# Platzhalter



## Spoob (5. Jun 2007)

Hallo,

ich suche eine art Platzhalter.
Kennt ihr so was?
In PHP ist das zB ein % Zeichen was belibig vielen zeigen ersetzt...
Schon mal danke

Spoob


----------



## SlaterB (5. Jun 2007)

.+ oder .*

aber macht ohne einen Kontext des Einsatzes betrachtet wenig Sinn oder?


----------



## Spoob (6. Jun 2007)

Also ich wollte die sicherheit haben das niemand einen Double wert eingibt.
Dann soll zB aus "6.9" "6" werden. Das geht aber nun auch mit Math.floor(x).
Sonst hätte ich das mit replace gemacht.
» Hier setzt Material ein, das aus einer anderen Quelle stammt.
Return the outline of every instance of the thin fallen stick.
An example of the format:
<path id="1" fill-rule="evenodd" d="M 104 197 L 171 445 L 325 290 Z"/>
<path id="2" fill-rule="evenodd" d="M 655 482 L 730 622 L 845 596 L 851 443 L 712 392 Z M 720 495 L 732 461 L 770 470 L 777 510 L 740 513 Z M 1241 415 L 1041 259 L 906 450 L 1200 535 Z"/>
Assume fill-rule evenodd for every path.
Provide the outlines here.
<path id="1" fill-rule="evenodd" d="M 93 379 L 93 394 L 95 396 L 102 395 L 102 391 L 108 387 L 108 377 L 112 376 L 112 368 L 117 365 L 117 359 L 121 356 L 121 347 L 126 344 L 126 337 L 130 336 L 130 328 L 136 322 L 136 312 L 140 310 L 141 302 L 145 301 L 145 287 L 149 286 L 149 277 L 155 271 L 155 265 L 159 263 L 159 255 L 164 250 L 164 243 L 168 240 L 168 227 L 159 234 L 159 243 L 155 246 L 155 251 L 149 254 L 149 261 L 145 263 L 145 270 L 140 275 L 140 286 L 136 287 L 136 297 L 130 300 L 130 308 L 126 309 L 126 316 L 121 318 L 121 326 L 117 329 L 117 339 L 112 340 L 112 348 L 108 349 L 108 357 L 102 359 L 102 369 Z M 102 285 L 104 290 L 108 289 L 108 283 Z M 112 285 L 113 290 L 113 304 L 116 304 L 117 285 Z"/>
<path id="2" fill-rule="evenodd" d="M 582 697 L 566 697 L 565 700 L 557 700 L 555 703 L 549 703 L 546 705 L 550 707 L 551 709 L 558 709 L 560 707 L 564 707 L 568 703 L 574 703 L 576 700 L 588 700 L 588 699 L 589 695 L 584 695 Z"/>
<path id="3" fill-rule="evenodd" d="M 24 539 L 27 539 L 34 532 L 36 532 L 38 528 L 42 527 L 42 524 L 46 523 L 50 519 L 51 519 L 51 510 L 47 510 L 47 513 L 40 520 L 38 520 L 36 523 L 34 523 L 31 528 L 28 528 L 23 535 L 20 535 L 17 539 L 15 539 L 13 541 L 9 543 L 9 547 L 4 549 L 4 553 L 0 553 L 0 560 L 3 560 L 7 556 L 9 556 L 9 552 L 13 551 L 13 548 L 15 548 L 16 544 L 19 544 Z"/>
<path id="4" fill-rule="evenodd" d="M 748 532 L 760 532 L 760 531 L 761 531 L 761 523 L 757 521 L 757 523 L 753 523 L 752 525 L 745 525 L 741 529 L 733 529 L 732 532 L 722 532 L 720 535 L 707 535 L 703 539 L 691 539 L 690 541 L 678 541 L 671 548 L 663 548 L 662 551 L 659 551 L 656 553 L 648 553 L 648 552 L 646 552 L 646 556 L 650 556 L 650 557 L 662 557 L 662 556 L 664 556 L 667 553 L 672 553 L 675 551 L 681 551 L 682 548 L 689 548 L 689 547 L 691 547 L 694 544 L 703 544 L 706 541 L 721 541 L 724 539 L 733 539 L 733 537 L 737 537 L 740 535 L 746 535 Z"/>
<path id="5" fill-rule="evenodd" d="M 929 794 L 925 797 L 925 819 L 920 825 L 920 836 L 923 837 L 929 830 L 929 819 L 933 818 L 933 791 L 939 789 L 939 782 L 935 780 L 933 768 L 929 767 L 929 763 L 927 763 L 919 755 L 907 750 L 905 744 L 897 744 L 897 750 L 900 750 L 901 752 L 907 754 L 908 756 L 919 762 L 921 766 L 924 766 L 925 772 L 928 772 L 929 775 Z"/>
Also dann replace(".*", "").
Falls ihr sonst solche Platzhalter kennt meldet euch bitte die würden mir auch bei anderen Sachen helfen.

Spoob


----------



## SlaterB (6. Jun 2007)

nennt sich 'Reguläre Ausdrücke',
schaue dir die Klassen Pattern + Matcher an, S
tring.replace verwendet das auch, ja


----------



## Spoob (6. Jun 2007)

Habe jetzt gesehen dass man replace nur bei Strings nehmen kann.
Habe nun so etwas geschriben wo ihr euch bestimmt die Hände vor die String schlagt :bae: 

```
String eingabeAnzahl, eingabeZahl, zahlenAnzahlString;
		    Double zahlenAnzahlDouble;
		    Integer zahlenAnzahlInteger;
		    
		    System.out.println("Geben Sie die Anzahl der Zahlen ein, " +
		    		"aus dehnen sie den Durchnitt erfahren wollen.");
		    eingabeAnzahl = eingabeStream.readLine();
		    
		    zahlenAnzahlDouble = Double.parseDouble(eingabeAnzahl);
		    zahlenAnzahlDouble = Math.floor(zahlenAnzahlDouble);
		    zahlenAnzahlString = zahlenAnzahlDouble.toString();
		    zahlenAnzahlString = zahlenAnzahlString.replace(".0", "");
		    zahlenAnzahlInteger = Integer.parseInt(zahlenAnzahlString);
		    System.out.print(zahlenAnzahlInteger);
```

Was kann ich da verbessern?

Spoob


----------



## Roar (6. Jun 2007)

ich hab hier schon hier die hand vor die stirn geschlagen


> "Geben Sie die Anzahl der Zahlen ein, " +
> "aus dehnen sie den Durchnitt erfahren wollen."


:roll:


ps: kann man auch halbe zahlen angeben oder warum sollte man an der stelle überhaupt einen double angeben können? :roll:


----------



## HoaX (6. Jun 2007)

```
java.text.MessageFormat.format("{0,number,integer}", new Object[] { new Double(8.55d) });
```

oder


```
String.format("%.0f", new Object[] { new Double(8.55d) });
```

sowas is doch auch schön


----------



## Spoob (6. Jun 2007)

> ps: kann man auch halbe zahlen angeben oder warum sollte man an der stelle überhaupt einen double angeben können?
> :roll:


Nein ich dachte mehr daran das es jemanden geben könnte der auf die Idee kommt da einen Komma Wert einzugeben.
Ich mache das ja nur um zu üben und da fallen mir recht oft neune Probleme ein die ich dann lösen will ohne das sie wirchlich wichtig sind, übung halt.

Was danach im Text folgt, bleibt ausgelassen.